Daviesia emarginata is a species of flowering plant in the family Fabaceae and is endemic to the south-west of Western Australia. It is an erect, mostly glabrous shrub with scattered egg-shaped phyllodes with the narrower end towards the base and with a notch at the tip, and yellow and pink flowers.

==Description==
Daviesia emarginata is an erect, mostly glabrous shrub that typically grows to a height of 0.3–1.7 m. Its leaves are reduced to scattered, egg-shaped phyllodes 24–50 mm long and 3.5–9.5 mm wide with a notch at the tip. The flowers are arranged in racemes of three to eight on a peduncle 1.5–6 mm long, the rachis 3–12 mm long, each flower on a pedicel 3.5–4.0 mm long with oblong bracts about 1 mm long at the base. The sepals are 4.5–5.0 mm long and joined at the base, the two upper lobes joined for most of their length and the lower three triangular. The standard petal is egg-shaped with a central notch, about 4.5 mm long, 5.0–5.5 mm wide and yellow, the wings about 4.5 mm long and yellow with a pink base, and the keel about 4.25 mm long and yellow with a pink base. Flowering occurs from January to May and the fruit is a leathery, triangular pod 18–21 mm long.

==Taxonomy and naming==
This pea was first formally described in 1845 by Friedrich Anton Wilhelm Miquel who gave it the name Fusanus emarginatus in Johann Georg Christian Lehmann's Plantae Preissianae from specimens collected near Plantagenet in 1840. In 1995, Michael Crisp changed the name to Daviesia emarginata in the journal Phytotaxa.

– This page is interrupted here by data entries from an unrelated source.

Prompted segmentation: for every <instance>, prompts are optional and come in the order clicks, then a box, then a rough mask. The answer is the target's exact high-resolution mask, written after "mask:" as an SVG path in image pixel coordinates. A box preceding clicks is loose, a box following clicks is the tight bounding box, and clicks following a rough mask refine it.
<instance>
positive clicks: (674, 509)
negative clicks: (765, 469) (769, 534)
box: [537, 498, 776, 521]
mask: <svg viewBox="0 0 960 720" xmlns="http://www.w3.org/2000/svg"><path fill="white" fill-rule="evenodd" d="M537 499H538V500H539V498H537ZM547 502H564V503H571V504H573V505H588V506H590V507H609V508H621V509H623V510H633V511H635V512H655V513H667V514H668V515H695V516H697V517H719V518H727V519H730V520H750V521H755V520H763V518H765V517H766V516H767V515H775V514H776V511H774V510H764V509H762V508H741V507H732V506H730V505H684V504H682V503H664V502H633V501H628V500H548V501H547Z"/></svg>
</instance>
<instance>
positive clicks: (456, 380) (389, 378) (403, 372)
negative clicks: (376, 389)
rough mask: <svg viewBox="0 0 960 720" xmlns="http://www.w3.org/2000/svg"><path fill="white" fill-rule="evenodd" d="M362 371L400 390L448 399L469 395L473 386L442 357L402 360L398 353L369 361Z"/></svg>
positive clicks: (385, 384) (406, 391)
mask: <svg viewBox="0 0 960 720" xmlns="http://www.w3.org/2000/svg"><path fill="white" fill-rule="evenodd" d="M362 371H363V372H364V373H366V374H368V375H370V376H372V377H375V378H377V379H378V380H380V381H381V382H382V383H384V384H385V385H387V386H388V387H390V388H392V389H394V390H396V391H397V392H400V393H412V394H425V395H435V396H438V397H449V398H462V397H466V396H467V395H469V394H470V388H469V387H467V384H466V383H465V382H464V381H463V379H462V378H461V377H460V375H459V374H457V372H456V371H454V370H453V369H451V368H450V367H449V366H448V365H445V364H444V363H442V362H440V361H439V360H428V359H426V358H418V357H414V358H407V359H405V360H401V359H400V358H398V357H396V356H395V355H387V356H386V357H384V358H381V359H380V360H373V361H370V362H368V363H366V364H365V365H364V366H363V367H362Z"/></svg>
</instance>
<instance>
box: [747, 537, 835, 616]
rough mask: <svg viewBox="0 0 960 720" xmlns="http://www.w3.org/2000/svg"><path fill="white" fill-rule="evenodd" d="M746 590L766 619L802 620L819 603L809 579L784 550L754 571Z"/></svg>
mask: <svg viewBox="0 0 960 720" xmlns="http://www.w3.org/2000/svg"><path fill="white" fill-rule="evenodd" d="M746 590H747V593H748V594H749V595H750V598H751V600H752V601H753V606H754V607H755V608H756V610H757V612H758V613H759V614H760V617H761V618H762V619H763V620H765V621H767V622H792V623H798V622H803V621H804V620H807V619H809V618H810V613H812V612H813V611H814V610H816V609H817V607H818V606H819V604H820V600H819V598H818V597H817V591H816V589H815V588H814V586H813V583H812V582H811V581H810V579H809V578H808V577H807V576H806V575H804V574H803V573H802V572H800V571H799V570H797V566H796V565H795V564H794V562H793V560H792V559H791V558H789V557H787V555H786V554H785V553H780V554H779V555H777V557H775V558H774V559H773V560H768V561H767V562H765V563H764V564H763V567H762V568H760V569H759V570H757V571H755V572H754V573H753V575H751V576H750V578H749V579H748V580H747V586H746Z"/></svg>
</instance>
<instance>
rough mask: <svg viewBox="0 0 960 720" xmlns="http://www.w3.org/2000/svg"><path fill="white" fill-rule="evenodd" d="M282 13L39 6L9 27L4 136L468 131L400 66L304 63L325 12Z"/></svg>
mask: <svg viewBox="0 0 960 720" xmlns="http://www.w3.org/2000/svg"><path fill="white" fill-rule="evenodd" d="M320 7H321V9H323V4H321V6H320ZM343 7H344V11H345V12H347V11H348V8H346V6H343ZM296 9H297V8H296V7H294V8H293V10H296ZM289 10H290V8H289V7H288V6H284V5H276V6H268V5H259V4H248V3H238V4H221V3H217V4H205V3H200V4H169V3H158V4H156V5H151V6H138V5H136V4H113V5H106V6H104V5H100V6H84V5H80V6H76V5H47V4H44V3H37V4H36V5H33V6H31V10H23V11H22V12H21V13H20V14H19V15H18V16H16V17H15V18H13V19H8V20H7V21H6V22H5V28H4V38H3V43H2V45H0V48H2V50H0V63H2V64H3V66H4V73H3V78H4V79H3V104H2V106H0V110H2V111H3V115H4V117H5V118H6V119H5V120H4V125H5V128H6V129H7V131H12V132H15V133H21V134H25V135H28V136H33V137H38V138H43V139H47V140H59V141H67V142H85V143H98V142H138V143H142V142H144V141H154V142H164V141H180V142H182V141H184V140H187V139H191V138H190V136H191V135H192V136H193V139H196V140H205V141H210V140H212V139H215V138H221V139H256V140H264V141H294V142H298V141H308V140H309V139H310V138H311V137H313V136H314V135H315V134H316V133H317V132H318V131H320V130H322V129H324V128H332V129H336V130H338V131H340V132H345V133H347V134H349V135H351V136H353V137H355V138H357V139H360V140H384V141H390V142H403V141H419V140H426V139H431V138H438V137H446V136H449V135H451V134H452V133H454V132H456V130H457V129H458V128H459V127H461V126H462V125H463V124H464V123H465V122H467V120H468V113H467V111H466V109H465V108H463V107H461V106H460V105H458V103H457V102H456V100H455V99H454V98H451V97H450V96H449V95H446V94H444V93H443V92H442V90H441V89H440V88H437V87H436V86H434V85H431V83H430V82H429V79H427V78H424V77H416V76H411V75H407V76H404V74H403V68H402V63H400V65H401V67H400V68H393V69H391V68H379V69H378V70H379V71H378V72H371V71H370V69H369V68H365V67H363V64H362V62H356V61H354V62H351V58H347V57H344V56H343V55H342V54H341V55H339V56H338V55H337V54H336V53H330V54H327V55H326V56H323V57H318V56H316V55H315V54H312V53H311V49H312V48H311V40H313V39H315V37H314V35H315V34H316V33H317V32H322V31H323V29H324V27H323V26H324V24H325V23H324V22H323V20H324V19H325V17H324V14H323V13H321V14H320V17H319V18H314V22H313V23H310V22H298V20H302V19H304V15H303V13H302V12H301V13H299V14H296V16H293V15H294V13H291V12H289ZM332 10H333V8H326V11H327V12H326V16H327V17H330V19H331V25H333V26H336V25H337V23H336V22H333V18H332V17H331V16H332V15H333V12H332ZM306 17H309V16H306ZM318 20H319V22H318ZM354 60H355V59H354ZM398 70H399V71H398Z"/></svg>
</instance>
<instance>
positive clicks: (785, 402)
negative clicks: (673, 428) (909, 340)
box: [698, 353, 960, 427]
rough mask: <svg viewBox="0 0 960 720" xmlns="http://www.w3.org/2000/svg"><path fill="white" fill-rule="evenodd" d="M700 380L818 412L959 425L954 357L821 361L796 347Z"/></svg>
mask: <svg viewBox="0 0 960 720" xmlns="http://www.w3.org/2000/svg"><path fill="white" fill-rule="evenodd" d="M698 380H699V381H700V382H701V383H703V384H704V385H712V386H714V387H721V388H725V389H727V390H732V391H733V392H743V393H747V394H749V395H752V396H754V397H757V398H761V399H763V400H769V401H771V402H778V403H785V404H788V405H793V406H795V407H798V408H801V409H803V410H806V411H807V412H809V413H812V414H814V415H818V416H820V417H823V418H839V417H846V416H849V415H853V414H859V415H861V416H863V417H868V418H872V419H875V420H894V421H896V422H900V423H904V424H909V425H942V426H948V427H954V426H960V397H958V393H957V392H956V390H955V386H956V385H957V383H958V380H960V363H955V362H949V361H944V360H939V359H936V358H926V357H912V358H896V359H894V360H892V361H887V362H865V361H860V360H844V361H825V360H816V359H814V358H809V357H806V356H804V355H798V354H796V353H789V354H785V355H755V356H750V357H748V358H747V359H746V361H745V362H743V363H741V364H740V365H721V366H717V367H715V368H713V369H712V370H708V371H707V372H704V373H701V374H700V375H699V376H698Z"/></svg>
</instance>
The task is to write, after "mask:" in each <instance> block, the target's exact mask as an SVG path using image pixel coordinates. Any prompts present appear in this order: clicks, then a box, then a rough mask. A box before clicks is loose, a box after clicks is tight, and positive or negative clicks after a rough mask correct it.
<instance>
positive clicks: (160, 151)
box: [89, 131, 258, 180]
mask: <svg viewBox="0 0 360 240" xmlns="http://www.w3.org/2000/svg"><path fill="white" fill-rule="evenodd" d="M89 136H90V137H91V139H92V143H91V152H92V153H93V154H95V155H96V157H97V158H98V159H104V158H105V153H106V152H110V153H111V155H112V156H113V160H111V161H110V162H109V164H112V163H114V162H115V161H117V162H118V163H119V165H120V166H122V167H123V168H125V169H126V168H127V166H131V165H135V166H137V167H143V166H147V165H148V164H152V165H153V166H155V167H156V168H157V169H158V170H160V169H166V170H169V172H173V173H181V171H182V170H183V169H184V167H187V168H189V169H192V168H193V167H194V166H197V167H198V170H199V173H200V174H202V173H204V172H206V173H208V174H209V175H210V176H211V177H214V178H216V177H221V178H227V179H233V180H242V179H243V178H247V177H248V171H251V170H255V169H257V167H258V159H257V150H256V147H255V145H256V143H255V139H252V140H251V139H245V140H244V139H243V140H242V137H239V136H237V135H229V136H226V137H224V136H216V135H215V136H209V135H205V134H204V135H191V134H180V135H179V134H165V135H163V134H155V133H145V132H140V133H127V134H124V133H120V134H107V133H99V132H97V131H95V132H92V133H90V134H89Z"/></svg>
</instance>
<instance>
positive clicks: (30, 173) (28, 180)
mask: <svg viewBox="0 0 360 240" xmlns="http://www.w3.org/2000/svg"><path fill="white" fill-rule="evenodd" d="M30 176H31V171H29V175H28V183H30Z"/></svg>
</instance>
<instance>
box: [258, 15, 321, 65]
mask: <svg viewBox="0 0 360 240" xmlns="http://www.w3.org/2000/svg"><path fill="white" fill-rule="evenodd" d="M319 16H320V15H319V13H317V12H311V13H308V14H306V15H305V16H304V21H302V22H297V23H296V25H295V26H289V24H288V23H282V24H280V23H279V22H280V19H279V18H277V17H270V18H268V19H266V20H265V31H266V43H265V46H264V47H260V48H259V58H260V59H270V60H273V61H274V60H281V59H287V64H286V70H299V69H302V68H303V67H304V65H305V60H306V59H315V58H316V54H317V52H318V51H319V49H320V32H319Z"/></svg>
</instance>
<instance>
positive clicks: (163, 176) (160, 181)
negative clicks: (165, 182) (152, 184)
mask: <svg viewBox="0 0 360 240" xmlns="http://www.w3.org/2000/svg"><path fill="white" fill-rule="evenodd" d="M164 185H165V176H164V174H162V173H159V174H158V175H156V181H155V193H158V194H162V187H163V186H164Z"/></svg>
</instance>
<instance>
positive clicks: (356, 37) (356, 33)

The specific epithet (emarginata) means "notched", referring to the phyllodes.

==Distribution and habitat==
Daviesia emarginata grows on sandplains in mallee-heathland in near coastal areas between Albany, Ravensthorpe and inland to the Stirling Range in the Avon Wheatbelt, Esperance Plains, Jarrah Forest and Mallee biogeographic regions of south-western Western Australia.

==Conservation status==
Daviesia emarginata is classified as "not threatened" by the Western Australian Government Department of Biodiversity, Conservation and Attractions.